Is Your Last Will and Testament Legally Binding?
Laws That Must Be Met to Make a Last Will Valid
Last will and testament laws determine the validity of wills. They can be detailed and exacting, but it's important that you observe all those required in your state to ensure that the court accepts your will as valid.
Last Will and Testament Laws for Making a Will
Each U.S. state has its specific requirements that a last will and testament must meet to be legally enforceable. Some common requirements in most states include:
- Your age: You must typically be over the age of 18 or an emancipated minor, beyond the scope of your parents' control, to make a will. You might move beyond your parents' control because you've married, or even single, joined the military, or you've taken steps to judicially separate yourself from them by asking the court to emancipate you.
- Testamentary capacity: You must be of sound mind. Most states take this to mean that you have an understanding of what you own to leave to others, your relationship with those beneficiaries and that you are indeed leaving them this property in your will. You may have suffered from mental illness in the past, but if you're lucid and aware of these things on the day you make and sign your will, it's usually considered that you have testamentary capacity.
- Your signature: All wills must be signed by the person making it, sometimes called the testator. If you neglect this very important step, the court may declare that your will is invalid. Your signature must be in your handwriting or signed by someone else at your specific direction if you're physically unable to sign your name. The signature must typically appear at the very end of the document.
- Witnesses: Most states require that at least two disinterested persons watch you sign your will and sign it themselves. Disinterested means they are not beneficiaries under the terms of your will. Some states allow interested witnesses to sign anyway, but an additional witness would also be required.
Special Types of Wills
Some states allow for "holographic" wills prepared entirely in the testator's handwriting. Holographic wills do not have to be witnessed in all states that recognize them.
Other states' laws provide for "nuncupative" wills spoken aloud in front of at least two witnesses. Also called "deathbed" wills, these are usually only recognized under limited circumstances, such as at times of imminent death. The witnesses are typically responsible for committing the will to writing and submitting it to the probate court a relatively short period of time after the death.

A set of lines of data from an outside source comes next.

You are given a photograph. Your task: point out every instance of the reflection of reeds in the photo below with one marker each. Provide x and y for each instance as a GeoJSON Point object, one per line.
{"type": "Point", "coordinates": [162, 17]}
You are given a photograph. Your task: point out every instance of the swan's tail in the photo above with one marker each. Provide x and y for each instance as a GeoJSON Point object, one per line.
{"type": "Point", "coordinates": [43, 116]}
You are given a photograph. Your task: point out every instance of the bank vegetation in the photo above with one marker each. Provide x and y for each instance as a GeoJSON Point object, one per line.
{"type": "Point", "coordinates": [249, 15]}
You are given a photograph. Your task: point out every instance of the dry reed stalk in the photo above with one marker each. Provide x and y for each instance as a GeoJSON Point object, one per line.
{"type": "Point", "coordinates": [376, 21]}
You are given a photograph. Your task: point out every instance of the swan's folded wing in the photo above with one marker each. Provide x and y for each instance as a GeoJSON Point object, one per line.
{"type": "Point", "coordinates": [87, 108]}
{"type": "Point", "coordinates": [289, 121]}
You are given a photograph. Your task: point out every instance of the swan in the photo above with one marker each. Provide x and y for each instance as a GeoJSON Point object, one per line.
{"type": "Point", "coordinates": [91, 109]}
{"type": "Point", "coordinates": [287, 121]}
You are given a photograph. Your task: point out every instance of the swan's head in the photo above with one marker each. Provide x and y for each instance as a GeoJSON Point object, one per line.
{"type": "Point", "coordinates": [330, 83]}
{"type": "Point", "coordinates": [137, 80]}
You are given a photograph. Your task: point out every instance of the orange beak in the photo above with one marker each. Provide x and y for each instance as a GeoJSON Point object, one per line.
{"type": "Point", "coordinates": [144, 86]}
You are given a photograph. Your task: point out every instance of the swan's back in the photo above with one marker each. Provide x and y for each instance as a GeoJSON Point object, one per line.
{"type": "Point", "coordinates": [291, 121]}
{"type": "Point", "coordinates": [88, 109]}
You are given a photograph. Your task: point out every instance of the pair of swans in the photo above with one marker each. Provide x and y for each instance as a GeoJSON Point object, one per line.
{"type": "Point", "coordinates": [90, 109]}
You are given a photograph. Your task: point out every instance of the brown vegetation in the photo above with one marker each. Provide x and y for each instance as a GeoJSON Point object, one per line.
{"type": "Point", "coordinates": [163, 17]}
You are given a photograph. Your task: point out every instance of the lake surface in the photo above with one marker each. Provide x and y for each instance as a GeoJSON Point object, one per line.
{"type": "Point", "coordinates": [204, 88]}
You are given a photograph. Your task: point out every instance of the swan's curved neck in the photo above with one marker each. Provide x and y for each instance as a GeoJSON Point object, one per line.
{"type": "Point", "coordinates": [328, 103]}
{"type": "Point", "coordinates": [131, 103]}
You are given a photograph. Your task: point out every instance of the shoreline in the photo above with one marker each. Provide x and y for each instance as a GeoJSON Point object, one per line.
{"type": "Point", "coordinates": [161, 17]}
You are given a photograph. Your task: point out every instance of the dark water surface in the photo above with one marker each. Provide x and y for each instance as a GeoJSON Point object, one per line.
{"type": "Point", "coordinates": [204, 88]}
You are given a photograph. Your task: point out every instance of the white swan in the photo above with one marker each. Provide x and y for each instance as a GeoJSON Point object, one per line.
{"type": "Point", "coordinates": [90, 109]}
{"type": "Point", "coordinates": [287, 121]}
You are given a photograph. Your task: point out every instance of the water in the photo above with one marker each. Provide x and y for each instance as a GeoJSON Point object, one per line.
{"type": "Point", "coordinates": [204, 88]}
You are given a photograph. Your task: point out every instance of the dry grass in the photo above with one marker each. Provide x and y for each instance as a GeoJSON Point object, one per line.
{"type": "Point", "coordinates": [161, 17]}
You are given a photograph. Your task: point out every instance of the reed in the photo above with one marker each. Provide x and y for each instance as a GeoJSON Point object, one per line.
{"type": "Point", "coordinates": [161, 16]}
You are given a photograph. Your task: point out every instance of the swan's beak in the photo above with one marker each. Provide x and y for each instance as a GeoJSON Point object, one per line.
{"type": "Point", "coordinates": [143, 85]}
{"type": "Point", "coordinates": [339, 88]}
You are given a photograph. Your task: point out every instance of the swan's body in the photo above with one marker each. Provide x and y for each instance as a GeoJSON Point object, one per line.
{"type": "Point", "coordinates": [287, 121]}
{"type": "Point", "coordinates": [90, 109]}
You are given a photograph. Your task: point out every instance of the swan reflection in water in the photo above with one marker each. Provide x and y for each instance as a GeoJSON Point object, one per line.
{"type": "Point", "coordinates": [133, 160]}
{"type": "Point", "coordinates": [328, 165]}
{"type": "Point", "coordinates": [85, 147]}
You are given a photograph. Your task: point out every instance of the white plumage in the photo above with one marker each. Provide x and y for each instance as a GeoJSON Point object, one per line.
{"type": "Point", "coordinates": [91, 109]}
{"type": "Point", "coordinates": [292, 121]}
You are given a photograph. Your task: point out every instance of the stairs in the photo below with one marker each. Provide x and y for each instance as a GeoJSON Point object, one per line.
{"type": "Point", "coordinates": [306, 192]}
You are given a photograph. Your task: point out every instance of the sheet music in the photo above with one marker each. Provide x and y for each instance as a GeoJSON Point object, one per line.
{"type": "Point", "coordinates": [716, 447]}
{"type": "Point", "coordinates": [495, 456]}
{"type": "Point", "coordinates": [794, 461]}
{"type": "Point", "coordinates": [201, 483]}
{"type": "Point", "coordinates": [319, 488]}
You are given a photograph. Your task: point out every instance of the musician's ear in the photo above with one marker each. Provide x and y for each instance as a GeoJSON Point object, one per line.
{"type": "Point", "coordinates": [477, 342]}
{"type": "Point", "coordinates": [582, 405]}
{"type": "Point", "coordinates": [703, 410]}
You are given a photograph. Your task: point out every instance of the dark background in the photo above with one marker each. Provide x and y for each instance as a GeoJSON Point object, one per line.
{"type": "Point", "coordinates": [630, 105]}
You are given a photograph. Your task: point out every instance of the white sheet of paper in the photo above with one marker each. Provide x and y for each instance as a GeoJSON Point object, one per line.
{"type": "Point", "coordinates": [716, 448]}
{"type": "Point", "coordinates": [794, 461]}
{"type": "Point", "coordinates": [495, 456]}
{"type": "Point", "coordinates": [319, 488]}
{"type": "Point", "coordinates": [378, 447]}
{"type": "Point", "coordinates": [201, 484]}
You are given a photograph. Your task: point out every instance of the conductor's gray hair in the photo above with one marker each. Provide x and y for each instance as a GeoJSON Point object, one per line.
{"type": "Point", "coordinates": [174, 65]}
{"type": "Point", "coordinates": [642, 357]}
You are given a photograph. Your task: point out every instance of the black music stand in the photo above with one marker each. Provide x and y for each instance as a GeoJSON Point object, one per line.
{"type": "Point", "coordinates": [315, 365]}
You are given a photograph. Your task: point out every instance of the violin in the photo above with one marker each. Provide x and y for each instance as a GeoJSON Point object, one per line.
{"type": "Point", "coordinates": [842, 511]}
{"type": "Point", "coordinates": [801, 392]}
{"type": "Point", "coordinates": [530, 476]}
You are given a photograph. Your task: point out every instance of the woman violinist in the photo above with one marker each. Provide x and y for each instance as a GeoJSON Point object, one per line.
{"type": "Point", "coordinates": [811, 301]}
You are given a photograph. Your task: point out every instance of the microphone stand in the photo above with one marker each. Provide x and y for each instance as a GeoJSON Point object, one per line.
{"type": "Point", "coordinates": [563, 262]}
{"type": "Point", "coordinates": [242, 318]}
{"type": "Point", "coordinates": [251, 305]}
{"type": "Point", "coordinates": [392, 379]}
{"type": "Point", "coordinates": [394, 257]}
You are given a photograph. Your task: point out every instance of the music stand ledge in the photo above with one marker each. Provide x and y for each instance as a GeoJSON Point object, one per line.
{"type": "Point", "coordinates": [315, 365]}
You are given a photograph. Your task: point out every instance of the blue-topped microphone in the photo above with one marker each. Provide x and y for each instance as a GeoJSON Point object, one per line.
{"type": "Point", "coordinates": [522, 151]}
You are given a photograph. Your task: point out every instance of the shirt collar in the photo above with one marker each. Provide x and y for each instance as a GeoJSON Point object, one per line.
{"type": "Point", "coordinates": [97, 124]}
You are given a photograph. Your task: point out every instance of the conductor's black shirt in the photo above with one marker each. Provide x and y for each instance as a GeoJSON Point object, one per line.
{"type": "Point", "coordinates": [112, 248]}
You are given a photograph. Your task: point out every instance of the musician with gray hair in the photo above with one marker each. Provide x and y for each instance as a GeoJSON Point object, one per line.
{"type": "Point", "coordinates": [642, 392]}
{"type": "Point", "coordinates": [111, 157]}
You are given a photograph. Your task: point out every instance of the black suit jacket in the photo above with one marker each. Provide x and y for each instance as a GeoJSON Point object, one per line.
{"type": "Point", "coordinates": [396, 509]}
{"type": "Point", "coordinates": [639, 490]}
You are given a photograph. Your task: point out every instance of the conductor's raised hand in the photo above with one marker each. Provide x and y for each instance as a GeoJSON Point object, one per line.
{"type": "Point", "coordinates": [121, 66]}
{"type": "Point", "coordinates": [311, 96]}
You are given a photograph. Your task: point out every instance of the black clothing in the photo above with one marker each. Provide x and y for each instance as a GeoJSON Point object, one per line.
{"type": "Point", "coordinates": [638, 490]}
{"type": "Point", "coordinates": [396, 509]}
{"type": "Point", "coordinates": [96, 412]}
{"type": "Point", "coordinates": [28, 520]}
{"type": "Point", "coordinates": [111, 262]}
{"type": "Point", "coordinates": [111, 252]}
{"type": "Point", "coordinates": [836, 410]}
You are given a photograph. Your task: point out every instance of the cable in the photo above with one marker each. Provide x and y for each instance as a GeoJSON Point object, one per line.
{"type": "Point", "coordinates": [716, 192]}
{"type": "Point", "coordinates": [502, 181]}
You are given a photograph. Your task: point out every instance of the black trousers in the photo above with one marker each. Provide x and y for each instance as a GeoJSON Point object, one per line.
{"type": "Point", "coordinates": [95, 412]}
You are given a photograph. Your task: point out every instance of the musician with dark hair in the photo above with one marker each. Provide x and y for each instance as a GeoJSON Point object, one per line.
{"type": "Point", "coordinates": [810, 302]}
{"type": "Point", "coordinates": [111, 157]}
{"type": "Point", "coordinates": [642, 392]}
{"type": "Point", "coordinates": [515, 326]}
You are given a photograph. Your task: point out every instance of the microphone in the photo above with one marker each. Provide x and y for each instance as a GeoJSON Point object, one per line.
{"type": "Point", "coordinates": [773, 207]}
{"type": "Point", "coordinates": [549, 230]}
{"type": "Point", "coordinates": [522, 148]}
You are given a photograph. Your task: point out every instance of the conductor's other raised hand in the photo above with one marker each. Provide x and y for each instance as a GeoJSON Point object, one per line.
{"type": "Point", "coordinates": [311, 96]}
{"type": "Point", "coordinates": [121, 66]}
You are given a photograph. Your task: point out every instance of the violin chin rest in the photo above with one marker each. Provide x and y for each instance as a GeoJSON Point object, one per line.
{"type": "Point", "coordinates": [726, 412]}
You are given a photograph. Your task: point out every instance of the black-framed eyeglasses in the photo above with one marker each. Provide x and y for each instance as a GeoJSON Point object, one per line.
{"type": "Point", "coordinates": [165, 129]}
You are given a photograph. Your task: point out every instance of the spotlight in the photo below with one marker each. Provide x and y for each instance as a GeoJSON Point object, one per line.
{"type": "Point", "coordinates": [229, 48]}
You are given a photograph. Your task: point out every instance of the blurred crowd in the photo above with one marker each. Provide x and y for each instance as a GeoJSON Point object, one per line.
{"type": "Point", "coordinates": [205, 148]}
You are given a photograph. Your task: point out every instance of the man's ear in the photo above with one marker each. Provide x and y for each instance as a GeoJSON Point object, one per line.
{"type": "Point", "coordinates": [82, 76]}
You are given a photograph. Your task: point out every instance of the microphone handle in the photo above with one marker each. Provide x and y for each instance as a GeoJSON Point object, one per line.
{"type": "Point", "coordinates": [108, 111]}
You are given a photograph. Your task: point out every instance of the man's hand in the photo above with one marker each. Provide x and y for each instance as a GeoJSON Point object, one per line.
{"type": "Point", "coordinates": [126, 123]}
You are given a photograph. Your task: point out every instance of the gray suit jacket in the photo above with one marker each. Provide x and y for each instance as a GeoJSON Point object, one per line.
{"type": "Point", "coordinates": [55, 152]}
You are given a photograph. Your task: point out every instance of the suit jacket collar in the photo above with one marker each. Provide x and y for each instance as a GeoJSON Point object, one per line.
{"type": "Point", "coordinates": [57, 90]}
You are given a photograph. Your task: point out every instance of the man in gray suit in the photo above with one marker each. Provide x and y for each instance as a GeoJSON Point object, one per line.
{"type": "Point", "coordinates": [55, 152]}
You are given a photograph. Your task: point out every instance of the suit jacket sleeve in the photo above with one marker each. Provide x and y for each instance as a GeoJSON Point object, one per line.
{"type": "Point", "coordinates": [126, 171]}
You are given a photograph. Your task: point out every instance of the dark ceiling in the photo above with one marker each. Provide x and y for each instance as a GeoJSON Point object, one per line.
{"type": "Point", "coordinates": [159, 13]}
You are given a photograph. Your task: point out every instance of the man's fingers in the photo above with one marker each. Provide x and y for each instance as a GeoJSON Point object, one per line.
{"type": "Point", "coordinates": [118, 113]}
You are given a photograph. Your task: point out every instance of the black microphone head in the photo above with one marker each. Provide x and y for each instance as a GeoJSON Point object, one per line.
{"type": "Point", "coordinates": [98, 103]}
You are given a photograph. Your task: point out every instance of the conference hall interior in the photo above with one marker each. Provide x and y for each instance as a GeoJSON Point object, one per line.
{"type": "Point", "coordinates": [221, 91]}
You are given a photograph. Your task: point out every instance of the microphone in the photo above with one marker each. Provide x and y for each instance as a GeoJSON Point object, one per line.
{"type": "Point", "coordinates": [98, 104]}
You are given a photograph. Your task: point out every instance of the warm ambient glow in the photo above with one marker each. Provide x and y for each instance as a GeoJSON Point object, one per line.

Refer to What Are the Different Types of Last Will and Testaments? To learn more about the different types of wills recognized in the U.S. Last will and testament laws governing holographic and nuncupative wills can vary considerably from state to state.
What Happens if the Formalities of Signing a Will Are Not Followed?
If you fail to follow all your state's specific formalities, your will may not be accepted by the court as legally valid. One of two things can happen when this occurs:
- Your estate will pass under the intestacy laws of the state where you lived at the time of your death. This means your property will go to your closest living relatives, regardless of whether this is what you intended or conveyed in your will.
- Your estate may pass to your beneficiaries under the terms of a prior will if you made one, it can be located, and that one is considered valid.
If you want to have the final word on what happens to your estate after you die, ask an attorney to prepare your will for you. If you draft one yourself, take it to an attorney for review.